Though they always perform together, Raines encouraged Rishell to record a solo album. “I was making an instructional video for harmonica, and it was taking forever,” she said. “Meanwhile, I really wanted to hear Paul do more of that unadulterated, pure blues that he does like nobody else. I got to step back and watch his working process and appreciate all the amazing things he can do with his voice and his guitar. So many of these techniques are in danger of disappearing. And they’re part of what made blues such an influential music to begin with: songs that make you stop what you’re doing and say ‘What the hell is THAT?’”
Rishell recorded “Dirt Road Blues,”an instructional video of country blues songs (Truefire, 2008) and is currently serving as a Visiting Artist at Berklee College of Music. “Among other reasons, I made ‘Talking Guitar’ for a generation of kids who may not ever have had a chance to hear country blues.” In his 45 years as a performer, teacher, historian, and torchbearer of the country blues tradition, he has drawn students and professionals (including Susan Tedeschi and Michael Tarbox) who want to learn the techniques required to do justice to the originals and hear his first-hand accounts of meeting iconic prewar blues legends. Sometimes they just come to hear to him talk, about singing, about music, about history.
Rishell likes to point out that the music industry and blues music were rocked in the same cradle, as musicians, businessmen and electrical engineers were drawn together by opportunities to make a living off of an emerging technology. In his live shows, his historical narration is built on his fascination with the people on both sides of the microphone.

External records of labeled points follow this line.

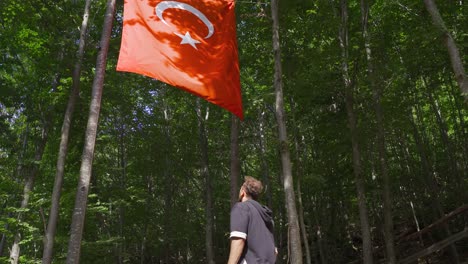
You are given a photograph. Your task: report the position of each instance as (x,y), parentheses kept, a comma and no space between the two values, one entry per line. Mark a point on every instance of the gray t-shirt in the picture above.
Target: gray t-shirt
(254,223)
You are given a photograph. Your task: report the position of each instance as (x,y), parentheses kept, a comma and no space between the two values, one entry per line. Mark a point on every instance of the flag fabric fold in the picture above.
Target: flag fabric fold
(190,44)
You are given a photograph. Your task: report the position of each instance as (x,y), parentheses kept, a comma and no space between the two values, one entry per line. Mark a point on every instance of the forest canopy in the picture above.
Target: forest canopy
(355,120)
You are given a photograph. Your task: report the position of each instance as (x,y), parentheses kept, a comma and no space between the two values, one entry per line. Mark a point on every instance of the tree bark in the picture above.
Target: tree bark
(78,218)
(432,187)
(29,183)
(377,94)
(264,162)
(352,122)
(208,189)
(294,232)
(168,181)
(63,149)
(453,51)
(445,139)
(235,162)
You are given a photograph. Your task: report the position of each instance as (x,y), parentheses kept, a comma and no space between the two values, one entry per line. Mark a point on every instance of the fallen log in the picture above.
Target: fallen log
(442,220)
(435,247)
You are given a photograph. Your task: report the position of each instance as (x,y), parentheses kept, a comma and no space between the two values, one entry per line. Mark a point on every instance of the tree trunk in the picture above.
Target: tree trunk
(300,171)
(235,162)
(377,94)
(294,233)
(265,168)
(445,139)
(352,122)
(454,54)
(29,183)
(78,218)
(63,149)
(169,189)
(431,186)
(208,190)
(122,163)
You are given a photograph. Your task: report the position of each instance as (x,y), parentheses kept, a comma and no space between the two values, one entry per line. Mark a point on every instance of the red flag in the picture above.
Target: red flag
(190,44)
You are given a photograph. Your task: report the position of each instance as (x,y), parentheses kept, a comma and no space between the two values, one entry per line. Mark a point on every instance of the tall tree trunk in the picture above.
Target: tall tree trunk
(352,122)
(432,187)
(79,212)
(455,58)
(18,174)
(169,190)
(235,162)
(445,139)
(63,149)
(294,232)
(299,172)
(122,164)
(29,183)
(377,94)
(208,190)
(265,168)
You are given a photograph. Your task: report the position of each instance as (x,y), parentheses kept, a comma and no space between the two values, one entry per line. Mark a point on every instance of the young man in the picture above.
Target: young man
(252,240)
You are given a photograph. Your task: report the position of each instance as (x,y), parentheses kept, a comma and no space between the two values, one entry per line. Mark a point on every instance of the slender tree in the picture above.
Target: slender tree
(290,198)
(76,233)
(203,139)
(235,162)
(352,123)
(377,94)
(63,148)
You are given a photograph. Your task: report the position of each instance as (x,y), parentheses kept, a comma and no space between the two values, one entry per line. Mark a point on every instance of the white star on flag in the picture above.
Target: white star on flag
(187,39)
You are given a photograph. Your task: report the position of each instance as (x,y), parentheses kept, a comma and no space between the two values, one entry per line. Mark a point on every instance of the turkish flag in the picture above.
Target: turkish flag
(190,44)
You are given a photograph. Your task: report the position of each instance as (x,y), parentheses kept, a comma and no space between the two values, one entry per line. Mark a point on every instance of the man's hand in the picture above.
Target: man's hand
(237,245)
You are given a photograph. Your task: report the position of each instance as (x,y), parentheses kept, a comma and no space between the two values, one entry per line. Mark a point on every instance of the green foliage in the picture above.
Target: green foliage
(146,200)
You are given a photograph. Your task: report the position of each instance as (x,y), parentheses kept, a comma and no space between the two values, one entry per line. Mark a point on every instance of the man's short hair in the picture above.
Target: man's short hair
(252,187)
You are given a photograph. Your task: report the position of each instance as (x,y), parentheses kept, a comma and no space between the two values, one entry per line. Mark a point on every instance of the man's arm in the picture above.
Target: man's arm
(237,245)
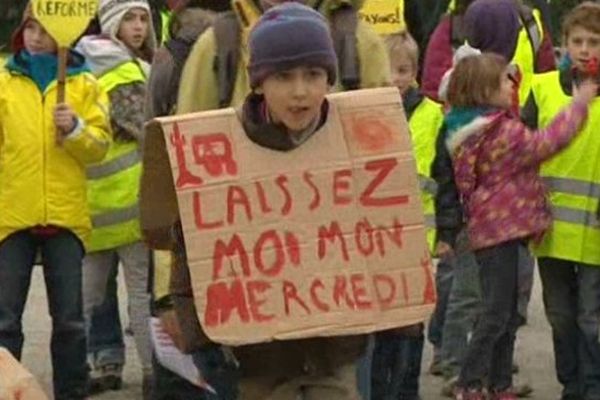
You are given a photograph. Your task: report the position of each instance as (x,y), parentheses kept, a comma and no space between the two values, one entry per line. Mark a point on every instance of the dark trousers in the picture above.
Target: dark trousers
(396,366)
(105,341)
(443,284)
(62,254)
(572,301)
(491,348)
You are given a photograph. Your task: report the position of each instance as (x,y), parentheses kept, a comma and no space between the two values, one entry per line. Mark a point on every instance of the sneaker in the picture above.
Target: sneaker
(449,387)
(522,390)
(504,395)
(147,387)
(469,394)
(105,378)
(436,368)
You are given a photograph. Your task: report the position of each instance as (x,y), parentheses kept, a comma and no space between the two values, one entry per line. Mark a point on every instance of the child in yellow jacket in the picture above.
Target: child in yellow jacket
(44,148)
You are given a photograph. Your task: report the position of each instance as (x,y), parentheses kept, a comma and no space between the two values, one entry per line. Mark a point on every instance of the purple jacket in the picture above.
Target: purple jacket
(496,159)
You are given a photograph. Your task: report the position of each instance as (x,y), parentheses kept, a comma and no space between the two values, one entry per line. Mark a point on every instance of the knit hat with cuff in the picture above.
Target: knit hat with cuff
(289,36)
(111,13)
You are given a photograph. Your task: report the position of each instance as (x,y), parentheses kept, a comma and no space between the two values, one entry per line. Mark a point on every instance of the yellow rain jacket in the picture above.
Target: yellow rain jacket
(42,183)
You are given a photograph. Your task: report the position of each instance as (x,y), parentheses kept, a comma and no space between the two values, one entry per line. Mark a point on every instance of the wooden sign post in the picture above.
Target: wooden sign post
(65,21)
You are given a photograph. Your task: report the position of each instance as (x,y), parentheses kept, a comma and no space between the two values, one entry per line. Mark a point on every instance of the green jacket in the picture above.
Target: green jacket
(198,90)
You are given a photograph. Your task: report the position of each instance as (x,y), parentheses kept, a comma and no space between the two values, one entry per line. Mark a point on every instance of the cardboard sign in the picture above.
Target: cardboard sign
(386,16)
(327,239)
(65,20)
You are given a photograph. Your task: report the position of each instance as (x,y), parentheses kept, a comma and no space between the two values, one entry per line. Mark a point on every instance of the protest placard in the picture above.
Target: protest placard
(15,381)
(327,239)
(386,16)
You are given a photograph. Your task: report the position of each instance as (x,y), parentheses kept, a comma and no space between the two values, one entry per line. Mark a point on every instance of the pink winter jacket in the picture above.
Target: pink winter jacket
(439,53)
(496,159)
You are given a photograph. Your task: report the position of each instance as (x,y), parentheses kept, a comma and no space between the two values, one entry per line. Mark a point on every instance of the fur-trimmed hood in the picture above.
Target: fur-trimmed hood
(464,123)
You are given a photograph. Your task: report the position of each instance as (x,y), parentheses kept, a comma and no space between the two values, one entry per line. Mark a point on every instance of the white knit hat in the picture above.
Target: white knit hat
(463,51)
(111,13)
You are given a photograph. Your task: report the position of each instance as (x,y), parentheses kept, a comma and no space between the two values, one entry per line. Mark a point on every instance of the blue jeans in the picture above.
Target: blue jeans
(490,352)
(571,293)
(105,340)
(62,254)
(443,284)
(464,306)
(364,370)
(397,365)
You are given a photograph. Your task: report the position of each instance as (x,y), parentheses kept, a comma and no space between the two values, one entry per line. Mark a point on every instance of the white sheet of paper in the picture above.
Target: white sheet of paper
(173,359)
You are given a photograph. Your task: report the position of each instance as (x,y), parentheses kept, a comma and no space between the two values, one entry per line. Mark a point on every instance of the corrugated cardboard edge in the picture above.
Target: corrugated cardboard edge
(159,209)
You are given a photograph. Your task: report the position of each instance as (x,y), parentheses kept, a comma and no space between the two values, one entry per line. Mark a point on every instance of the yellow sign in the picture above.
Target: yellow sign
(386,16)
(65,20)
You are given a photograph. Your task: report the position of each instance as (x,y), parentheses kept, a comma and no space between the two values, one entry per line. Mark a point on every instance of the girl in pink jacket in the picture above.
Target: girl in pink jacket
(496,160)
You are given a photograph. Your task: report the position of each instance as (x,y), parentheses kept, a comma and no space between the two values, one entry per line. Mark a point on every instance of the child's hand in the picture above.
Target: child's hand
(65,118)
(585,92)
(443,250)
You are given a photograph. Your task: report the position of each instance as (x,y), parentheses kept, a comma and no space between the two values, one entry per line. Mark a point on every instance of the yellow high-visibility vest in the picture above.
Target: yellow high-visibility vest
(113,184)
(425,124)
(573,180)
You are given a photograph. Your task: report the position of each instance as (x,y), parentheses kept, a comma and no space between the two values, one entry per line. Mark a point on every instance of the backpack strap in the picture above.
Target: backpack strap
(344,24)
(228,38)
(534,31)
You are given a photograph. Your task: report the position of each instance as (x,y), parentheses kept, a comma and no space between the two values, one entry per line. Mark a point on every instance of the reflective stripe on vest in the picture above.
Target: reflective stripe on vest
(113,166)
(113,184)
(425,124)
(116,217)
(573,180)
(165,23)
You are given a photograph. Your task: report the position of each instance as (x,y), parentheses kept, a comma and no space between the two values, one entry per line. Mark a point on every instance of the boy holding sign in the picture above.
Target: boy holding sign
(292,67)
(43,193)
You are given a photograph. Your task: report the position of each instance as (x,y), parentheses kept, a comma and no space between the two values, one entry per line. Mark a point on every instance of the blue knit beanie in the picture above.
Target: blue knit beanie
(493,26)
(288,36)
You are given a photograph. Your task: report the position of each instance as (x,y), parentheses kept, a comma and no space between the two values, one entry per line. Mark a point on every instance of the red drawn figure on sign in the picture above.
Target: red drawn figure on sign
(185,177)
(215,153)
(371,133)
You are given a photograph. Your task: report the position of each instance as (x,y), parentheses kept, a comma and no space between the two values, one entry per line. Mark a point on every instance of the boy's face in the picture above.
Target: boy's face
(36,39)
(133,30)
(294,97)
(403,72)
(582,46)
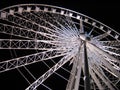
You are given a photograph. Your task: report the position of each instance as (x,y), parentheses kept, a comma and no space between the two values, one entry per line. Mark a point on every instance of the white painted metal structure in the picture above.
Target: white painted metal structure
(56,32)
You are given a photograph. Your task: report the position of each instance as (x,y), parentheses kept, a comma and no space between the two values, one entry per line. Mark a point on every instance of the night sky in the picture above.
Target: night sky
(105,12)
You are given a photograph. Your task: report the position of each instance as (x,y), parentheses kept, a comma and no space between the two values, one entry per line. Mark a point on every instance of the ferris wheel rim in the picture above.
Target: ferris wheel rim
(77,14)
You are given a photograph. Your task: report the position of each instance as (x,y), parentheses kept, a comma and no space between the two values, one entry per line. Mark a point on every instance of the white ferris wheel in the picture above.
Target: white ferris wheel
(49,34)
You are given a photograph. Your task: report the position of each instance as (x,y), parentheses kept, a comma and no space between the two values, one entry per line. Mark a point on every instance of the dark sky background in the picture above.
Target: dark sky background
(106,12)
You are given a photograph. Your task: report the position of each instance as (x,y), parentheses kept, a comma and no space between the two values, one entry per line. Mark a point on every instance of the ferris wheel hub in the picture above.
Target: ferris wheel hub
(85,37)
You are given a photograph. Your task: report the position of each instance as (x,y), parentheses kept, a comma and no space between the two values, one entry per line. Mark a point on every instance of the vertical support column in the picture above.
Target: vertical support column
(86,68)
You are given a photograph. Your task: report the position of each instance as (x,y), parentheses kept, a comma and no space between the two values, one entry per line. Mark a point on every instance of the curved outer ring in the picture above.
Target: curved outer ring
(70,13)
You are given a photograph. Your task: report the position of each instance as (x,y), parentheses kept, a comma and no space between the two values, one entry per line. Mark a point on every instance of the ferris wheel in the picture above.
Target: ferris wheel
(60,38)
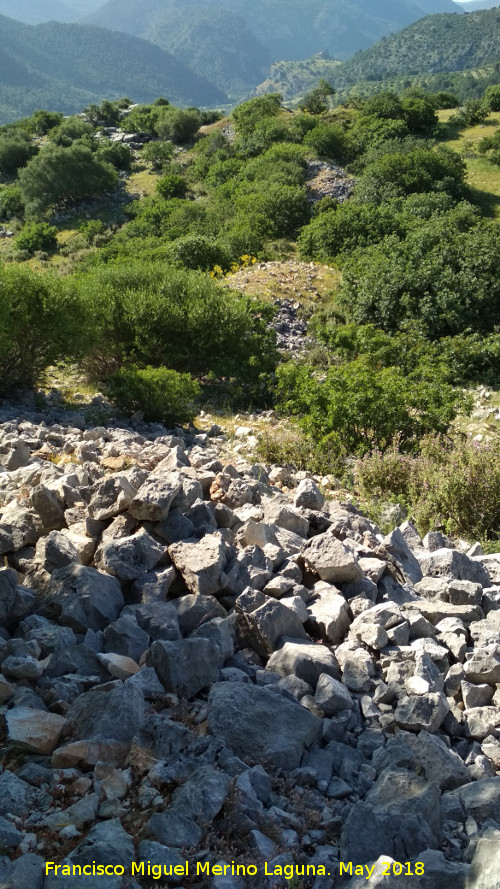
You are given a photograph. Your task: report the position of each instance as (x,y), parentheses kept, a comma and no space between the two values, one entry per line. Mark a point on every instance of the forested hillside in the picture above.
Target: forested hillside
(67,66)
(33,12)
(433,44)
(265,29)
(373,193)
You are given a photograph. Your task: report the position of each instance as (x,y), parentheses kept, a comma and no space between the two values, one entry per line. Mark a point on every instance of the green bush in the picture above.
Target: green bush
(472,112)
(92,230)
(421,170)
(158,315)
(69,130)
(15,152)
(115,153)
(171,186)
(158,154)
(453,484)
(328,141)
(198,252)
(162,395)
(41,321)
(316,100)
(37,236)
(357,405)
(247,115)
(11,203)
(491,97)
(61,176)
(444,280)
(177,124)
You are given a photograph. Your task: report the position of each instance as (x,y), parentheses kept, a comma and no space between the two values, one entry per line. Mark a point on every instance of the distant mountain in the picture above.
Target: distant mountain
(64,67)
(472,5)
(433,44)
(33,12)
(231,40)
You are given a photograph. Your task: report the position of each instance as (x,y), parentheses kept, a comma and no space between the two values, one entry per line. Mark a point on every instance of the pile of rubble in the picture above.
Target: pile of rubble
(328,180)
(210,664)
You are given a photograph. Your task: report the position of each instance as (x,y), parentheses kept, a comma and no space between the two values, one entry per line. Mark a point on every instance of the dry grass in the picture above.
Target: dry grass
(482,175)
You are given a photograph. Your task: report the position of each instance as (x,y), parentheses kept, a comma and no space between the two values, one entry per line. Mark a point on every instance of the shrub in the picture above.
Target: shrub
(11,203)
(37,236)
(171,186)
(421,170)
(198,252)
(316,100)
(472,112)
(115,153)
(357,405)
(15,152)
(158,154)
(454,484)
(177,124)
(444,100)
(443,279)
(92,231)
(161,394)
(41,321)
(328,141)
(69,130)
(491,97)
(43,121)
(154,314)
(59,176)
(247,115)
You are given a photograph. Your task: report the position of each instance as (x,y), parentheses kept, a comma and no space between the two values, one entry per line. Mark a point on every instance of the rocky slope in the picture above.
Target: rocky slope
(207,662)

He’ll often introduce a song by telling you it was recorded in August of 1929 in Memphis, that it was probably mighty hot in the studio and the engineers kept the wax mastering disc on ice until it was time to record, or that Charley Patton was recruited by one of the first A&R men, a storekeeper named H.C. Speir, or how during prohibition, when thirsty Americans turned to patent medicines, hair tonic or Sterno, Tommy Johnson fancied the latter so much he wrote the “Canned Heat Blues.” These are entertaining glimpses into the past, but Rishell has an uncanny ability to summon this lost world into the present when he touches the strings. Boston Phoenix writer Ted Drozdowski wrote, “Paul has reached a place as deep and resonant as Robert Johnson’s crossroads, where authenticity, soul and a sense of purpose ring out in every note he sings and plays.”